21 views Asked by At

I am working on a use case where I am reading from PubSub and I want to write aggregated values to bigquery.

Here is my PubSub input which I am writing to that Topic:

b"('B', 'Stream1', 77)"
b"('C', 'Stream3', 11)"

Here is my code:

import json
import os
import typing
import apache_beam as beam
from apache_beam.options.pipeline_options import PipelineOptions
from apache_beam.options.pipeline_options import GoogleCloudOptions
from apache_beam.io.gcp.internal.clients import bigquery
from apache_beam.transforms.sql import SqlTransform

table_spec1 = bigquery.TableReference(
    projectId='phonic-vortex-417406',
    datasetId='training',
    tableId='dflow_agg')


SCHEMA = {
        "fields": [
            {
                "name": 'name',
                "type": "STRING",
                
            },
            {
                "name": 'stream',
                "type": "STRING"
            },
            {
                "name": 'salary',
                "type": "INT64",
                "mode": "NULLABLE"
            }
        ]
    }

pipeline_options = PipelineOptions( streaming=True)

class ProcessWords(beam.DoFn):
  def process(self, ele):
    yield eval(ele)





def run():
    with beam.Pipeline(options=pipeline_options) as p:


        out= (
            p
            | "Read from Pub/Sub subscription" >> beam.io.ReadFromPubSub(subscription="projects/<PROJECT_ID>/subscriptions/Test-sub")
            | "Decode and parse Json" >> beam.Map(lambda element: element.decode("utf-8"))
            |"Formatting " >> beam.ParDo(ProcessWords()) #.with_output_types(CommonLog)
            | "Create beam Row" >> beam.Map(lambda x: beam.Row(Name=str(x[0]),Stream=str(x[1]),Salary=int(x[2])))
            
            |"window" >> beam.WindowInto(beam.window.FixedWindows(30))  
            | SqlTransform(
                """
                    SELECT
                    Name,
                    AVG(Salary) AS avg_sal
                    FROM PCOLLECTION
                    GROUP BY Name
                    
                """)
        # SqlTransform yields python objects with attributes corresponding to
        # the outputs of the query.
        # Collect those attributes, as well as window information, into a dict
        | "Assemble Dictionary" >> beam.Map(
        lambda row,
        window=beam.DoFn.WindowParam: {
            "Name": row.Name,
            "avg_sal": row.avg_sal,
            "window_start": window.start.to_rfc3339(),
            "window_end": window.end.to_rfc3339()
        })



            # | "Write to BigQuery" >> beam.io.WriteToBigQuery(
            #     output_table,
            #     schema=SCHEMA,
            #     create_disposition=beam.io.BigQueryDisposition.CREATE_IF_NEEDED,
            #     write_disposition=beam.io.BigQueryDisposition.WRITE_APPEND,
            # )
            # |beam.MapTuple(lambda N,S,M : {"Name":N,"Stream":S,"Marks":M})
            | beam.Map(print)
        )
    

    p.run()

run()

I am running this script using below command"

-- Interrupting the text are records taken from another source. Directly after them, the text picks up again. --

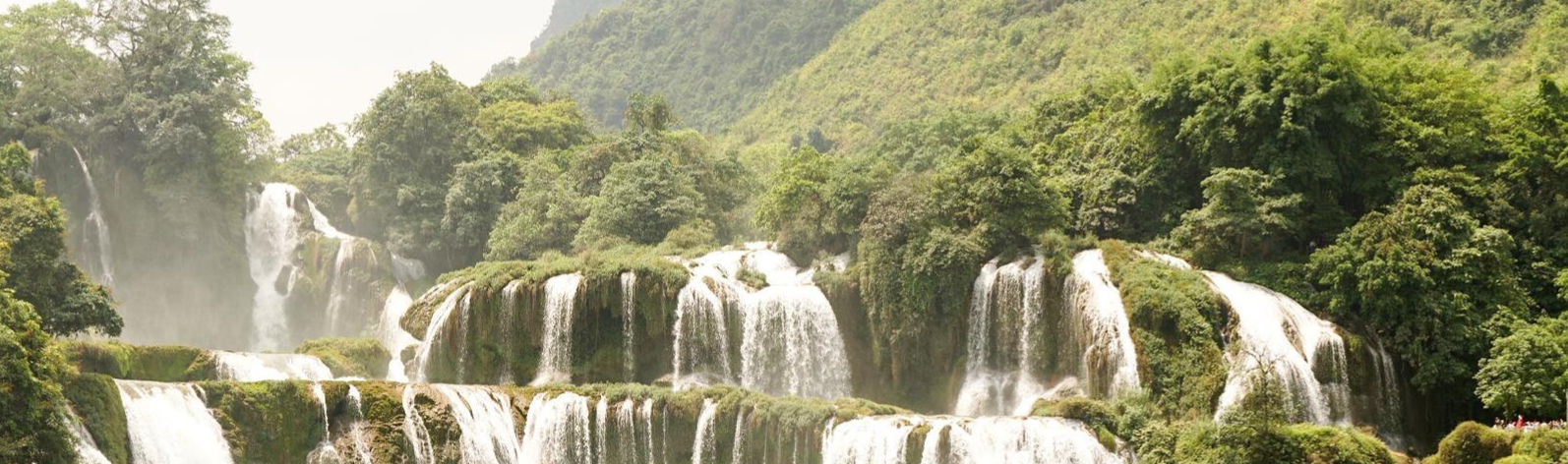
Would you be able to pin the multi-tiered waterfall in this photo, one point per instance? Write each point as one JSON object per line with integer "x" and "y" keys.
{"x": 1023, "y": 347}
{"x": 250, "y": 367}
{"x": 789, "y": 336}
{"x": 965, "y": 440}
{"x": 94, "y": 231}
{"x": 169, "y": 424}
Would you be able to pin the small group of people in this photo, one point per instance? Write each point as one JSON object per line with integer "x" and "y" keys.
{"x": 1528, "y": 425}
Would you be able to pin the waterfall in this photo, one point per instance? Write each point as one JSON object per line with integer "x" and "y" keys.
{"x": 455, "y": 300}
{"x": 356, "y": 430}
{"x": 392, "y": 334}
{"x": 1101, "y": 326}
{"x": 488, "y": 430}
{"x": 789, "y": 336}
{"x": 82, "y": 440}
{"x": 271, "y": 232}
{"x": 510, "y": 297}
{"x": 702, "y": 447}
{"x": 169, "y": 424}
{"x": 629, "y": 323}
{"x": 324, "y": 453}
{"x": 1275, "y": 332}
{"x": 556, "y": 361}
{"x": 250, "y": 367}
{"x": 337, "y": 293}
{"x": 792, "y": 344}
{"x": 969, "y": 440}
{"x": 559, "y": 432}
{"x": 94, "y": 231}
{"x": 869, "y": 440}
{"x": 1011, "y": 324}
{"x": 701, "y": 353}
{"x": 414, "y": 429}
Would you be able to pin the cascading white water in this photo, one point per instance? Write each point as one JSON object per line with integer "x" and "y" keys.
{"x": 271, "y": 232}
{"x": 325, "y": 452}
{"x": 82, "y": 440}
{"x": 392, "y": 334}
{"x": 169, "y": 424}
{"x": 488, "y": 430}
{"x": 701, "y": 353}
{"x": 792, "y": 344}
{"x": 455, "y": 301}
{"x": 414, "y": 429}
{"x": 510, "y": 297}
{"x": 1101, "y": 324}
{"x": 1280, "y": 336}
{"x": 94, "y": 231}
{"x": 250, "y": 367}
{"x": 1008, "y": 321}
{"x": 559, "y": 430}
{"x": 702, "y": 445}
{"x": 789, "y": 336}
{"x": 337, "y": 293}
{"x": 968, "y": 440}
{"x": 560, "y": 303}
{"x": 356, "y": 430}
{"x": 629, "y": 324}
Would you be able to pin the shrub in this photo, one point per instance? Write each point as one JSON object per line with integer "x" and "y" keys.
{"x": 1475, "y": 444}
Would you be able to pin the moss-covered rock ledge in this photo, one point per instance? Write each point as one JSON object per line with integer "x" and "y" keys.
{"x": 499, "y": 337}
{"x": 358, "y": 358}
{"x": 282, "y": 422}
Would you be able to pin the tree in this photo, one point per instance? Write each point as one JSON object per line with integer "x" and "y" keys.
{"x": 1528, "y": 371}
{"x": 33, "y": 427}
{"x": 997, "y": 193}
{"x": 478, "y": 190}
{"x": 411, "y": 142}
{"x": 34, "y": 229}
{"x": 1425, "y": 276}
{"x": 641, "y": 201}
{"x": 544, "y": 216}
{"x": 1240, "y": 208}
{"x": 525, "y": 127}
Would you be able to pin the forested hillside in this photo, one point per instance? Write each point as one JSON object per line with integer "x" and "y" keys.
{"x": 567, "y": 15}
{"x": 710, "y": 58}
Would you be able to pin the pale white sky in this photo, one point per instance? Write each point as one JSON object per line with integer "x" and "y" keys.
{"x": 322, "y": 61}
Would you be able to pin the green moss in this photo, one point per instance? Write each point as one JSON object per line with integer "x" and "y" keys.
{"x": 1176, "y": 324}
{"x": 160, "y": 364}
{"x": 361, "y": 358}
{"x": 1475, "y": 444}
{"x": 96, "y": 400}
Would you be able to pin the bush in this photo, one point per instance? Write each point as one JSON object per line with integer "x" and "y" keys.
{"x": 1475, "y": 444}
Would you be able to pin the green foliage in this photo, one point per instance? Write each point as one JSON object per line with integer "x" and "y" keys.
{"x": 1528, "y": 371}
{"x": 31, "y": 430}
{"x": 1176, "y": 324}
{"x": 524, "y": 127}
{"x": 411, "y": 142}
{"x": 356, "y": 358}
{"x": 1425, "y": 253}
{"x": 1239, "y": 208}
{"x": 712, "y": 73}
{"x": 641, "y": 201}
{"x": 815, "y": 203}
{"x": 474, "y": 201}
{"x": 34, "y": 258}
{"x": 997, "y": 193}
{"x": 1475, "y": 444}
{"x": 320, "y": 165}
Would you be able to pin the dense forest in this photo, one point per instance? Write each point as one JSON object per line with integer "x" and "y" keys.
{"x": 931, "y": 182}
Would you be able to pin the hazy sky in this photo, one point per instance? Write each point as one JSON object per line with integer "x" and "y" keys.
{"x": 320, "y": 61}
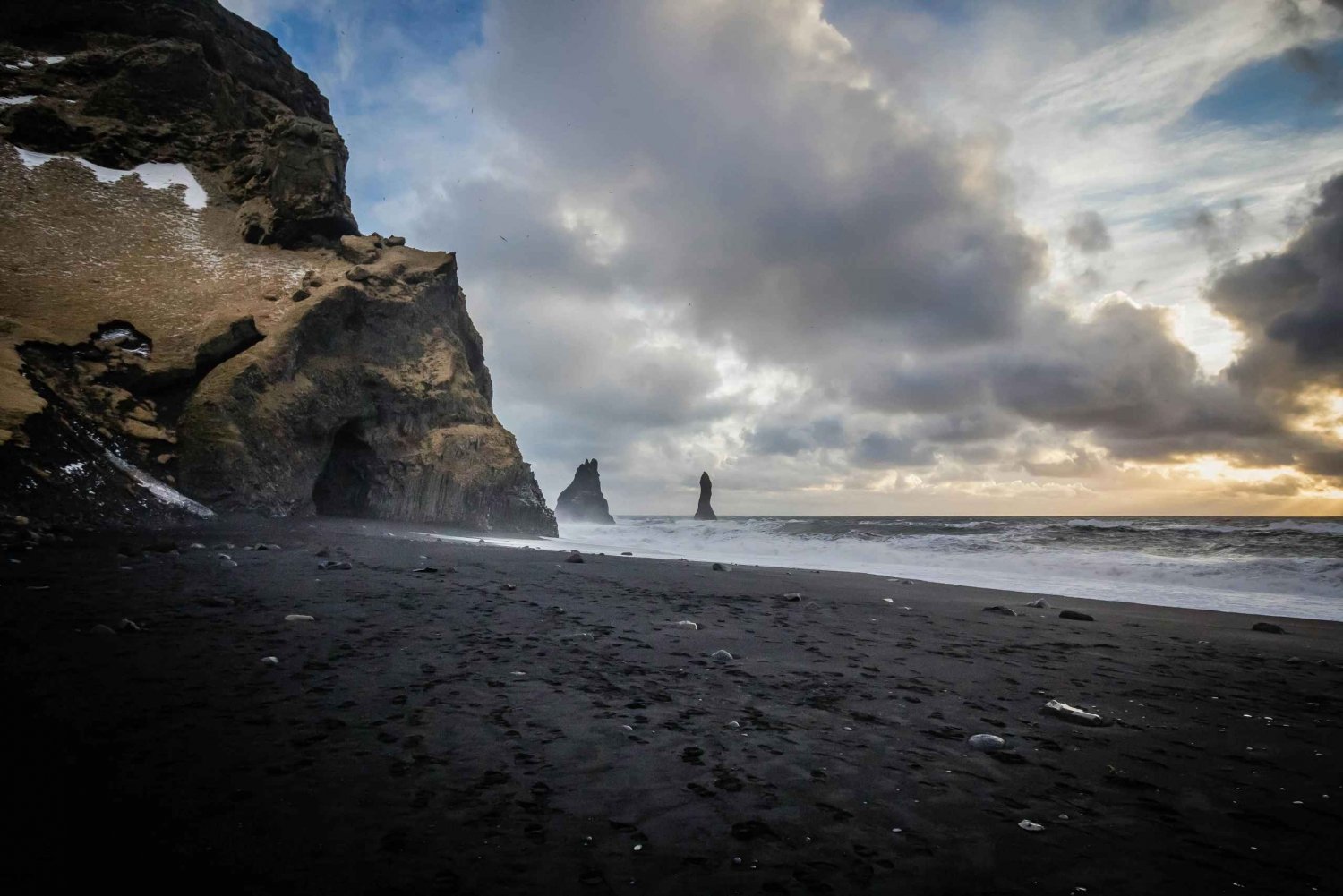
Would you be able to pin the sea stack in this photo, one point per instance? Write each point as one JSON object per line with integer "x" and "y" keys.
{"x": 583, "y": 500}
{"x": 706, "y": 509}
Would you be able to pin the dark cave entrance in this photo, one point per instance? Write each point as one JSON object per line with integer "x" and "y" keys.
{"x": 341, "y": 490}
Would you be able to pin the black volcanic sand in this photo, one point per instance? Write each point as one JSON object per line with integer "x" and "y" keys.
{"x": 437, "y": 732}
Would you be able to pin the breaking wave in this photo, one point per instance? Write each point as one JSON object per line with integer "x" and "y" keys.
{"x": 1289, "y": 567}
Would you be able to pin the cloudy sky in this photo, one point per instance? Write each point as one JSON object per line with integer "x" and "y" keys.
{"x": 876, "y": 255}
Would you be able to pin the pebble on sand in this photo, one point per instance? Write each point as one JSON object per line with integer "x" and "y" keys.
{"x": 988, "y": 743}
{"x": 1074, "y": 713}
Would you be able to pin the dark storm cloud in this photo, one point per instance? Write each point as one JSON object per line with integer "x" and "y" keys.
{"x": 1088, "y": 233}
{"x": 658, "y": 187}
{"x": 757, "y": 179}
{"x": 1219, "y": 234}
{"x": 881, "y": 450}
{"x": 771, "y": 438}
{"x": 1289, "y": 305}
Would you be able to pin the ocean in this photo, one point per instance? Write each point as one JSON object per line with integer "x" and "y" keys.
{"x": 1291, "y": 567}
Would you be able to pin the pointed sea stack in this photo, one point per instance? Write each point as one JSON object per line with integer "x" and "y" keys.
{"x": 706, "y": 509}
{"x": 583, "y": 500}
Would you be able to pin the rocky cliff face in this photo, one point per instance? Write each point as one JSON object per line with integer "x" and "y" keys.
{"x": 583, "y": 500}
{"x": 255, "y": 352}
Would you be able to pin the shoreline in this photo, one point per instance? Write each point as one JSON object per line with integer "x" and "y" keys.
{"x": 1297, "y": 606}
{"x": 437, "y": 730}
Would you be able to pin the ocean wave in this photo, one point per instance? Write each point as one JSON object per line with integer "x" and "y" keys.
{"x": 1286, "y": 567}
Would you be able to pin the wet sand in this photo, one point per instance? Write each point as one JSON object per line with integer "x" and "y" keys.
{"x": 440, "y": 732}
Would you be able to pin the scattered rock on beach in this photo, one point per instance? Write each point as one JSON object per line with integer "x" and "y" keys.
{"x": 1074, "y": 713}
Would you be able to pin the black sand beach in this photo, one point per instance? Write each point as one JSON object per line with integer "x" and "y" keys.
{"x": 440, "y": 731}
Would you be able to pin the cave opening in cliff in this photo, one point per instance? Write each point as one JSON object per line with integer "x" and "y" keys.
{"x": 341, "y": 490}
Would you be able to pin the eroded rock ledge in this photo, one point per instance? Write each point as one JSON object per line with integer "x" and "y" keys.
{"x": 375, "y": 402}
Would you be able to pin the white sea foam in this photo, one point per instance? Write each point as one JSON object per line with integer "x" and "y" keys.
{"x": 156, "y": 175}
{"x": 1159, "y": 562}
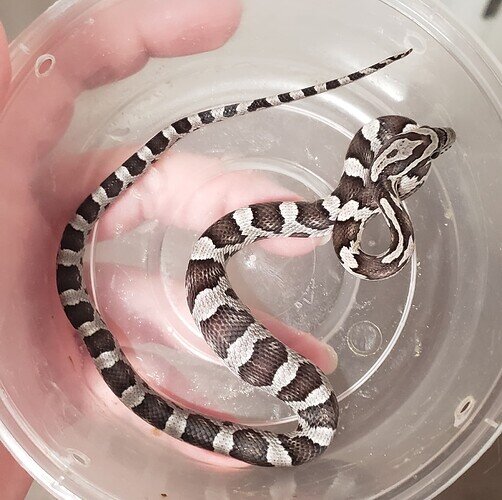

python3 stream_dflow.py --runner=DataflowRunner --project="<PROJECT_ID>" --region="us-east1" --temp_location="gs://datafllow-stg/staging" --save_main_session=True

But, I am getting this error.

NameError: name 'beam' is not defined [while running 'Create beam Row-ptransform-36']

but, beam is already defined.

Does anyone know what's the issue?

I have tried above all things, but still getting error

1

There are 1 answers

0
AInguva On

For the pipeline options, --save_main_session is a boolean and specifying --save_main_session is sufficient enough. you don't need to pass true(--save_main_session=True).

Let's structure the code to call your run method as

if __name__ == '__main__':
  run()

since beam python pickles main and somehow not running your function run() under main is causing an issue?